Bayesian hypergraph inference from scarce and noisy dynamical observations
Katerina Tang, Vivek Srikrishnan, Jackson Kulik

TL;DR
This paper introduces Bayes-THIS, a Bayesian hypergraph inference method that improves robustness and uncertainty quantification in reconstructing higher-order interactions from scarce, noisy dynamical data.
Contribution
It develops a Bayesian extension of Taylor-based hypergraph inference, incorporating automatic relevance determination for better performance in challenging data regimes.
Findings
Bayes-THIS outperforms fixed-threshold methods in noisy, limited data scenarios.
The Gaussian posterior enables uncertainty quantification and model validation.

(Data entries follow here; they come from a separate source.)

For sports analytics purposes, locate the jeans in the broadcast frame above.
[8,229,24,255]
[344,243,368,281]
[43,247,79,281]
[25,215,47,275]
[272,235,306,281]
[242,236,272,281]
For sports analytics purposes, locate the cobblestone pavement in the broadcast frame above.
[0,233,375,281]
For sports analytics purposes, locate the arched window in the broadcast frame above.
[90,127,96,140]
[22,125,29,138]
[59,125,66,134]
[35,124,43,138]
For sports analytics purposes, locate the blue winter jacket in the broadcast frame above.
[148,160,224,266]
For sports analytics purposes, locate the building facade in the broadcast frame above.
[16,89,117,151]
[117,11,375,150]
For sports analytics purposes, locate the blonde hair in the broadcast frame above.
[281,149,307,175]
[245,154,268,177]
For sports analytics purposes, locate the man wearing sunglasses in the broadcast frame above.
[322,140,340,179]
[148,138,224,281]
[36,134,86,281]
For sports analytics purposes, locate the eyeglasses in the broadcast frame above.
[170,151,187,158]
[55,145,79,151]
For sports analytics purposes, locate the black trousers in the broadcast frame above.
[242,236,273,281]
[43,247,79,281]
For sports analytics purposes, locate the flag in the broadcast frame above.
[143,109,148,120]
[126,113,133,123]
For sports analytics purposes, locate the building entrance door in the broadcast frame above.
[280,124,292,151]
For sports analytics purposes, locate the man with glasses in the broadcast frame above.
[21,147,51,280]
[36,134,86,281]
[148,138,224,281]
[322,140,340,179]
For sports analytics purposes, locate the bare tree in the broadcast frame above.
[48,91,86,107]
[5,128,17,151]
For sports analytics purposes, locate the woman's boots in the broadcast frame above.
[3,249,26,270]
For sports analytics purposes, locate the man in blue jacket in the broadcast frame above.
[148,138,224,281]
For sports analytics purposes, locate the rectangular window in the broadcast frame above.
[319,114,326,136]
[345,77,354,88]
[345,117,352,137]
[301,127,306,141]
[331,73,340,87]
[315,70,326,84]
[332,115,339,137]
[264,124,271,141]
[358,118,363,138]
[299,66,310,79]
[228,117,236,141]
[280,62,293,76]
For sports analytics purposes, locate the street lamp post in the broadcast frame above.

Identifies a fundamental limitation where higher-order interactions are confounded with lower-order edges.
Abstract
Inferring higher-order interaction structure from observations of dynamics is a central challenge in complex systems, particularly when data are scarce, noisy, or concentrated in lower-dimensional regions of state space. We develop Bayes-THIS, a Bayesian extension of Taylor-based Hypergraph Inference using SINDy (THIS), which reconstructs hypergraph structure from time-series data by identifying sparse Taylor coefficients associated with pairwise and higher-order interactions. By replacing fixed-threshold sparse regression with sparse Bayesian regression using automatic relevance determination, Bayes-THIS explicitly models residual variance and applies adaptive, term-wise coefficient shrinkage, improving robustness in data-limited, high-noise, and ill-conditioned regimes. The resulting Gaussian posterior also enables an uncertainty-aware inference workflow: a posterior predictive check…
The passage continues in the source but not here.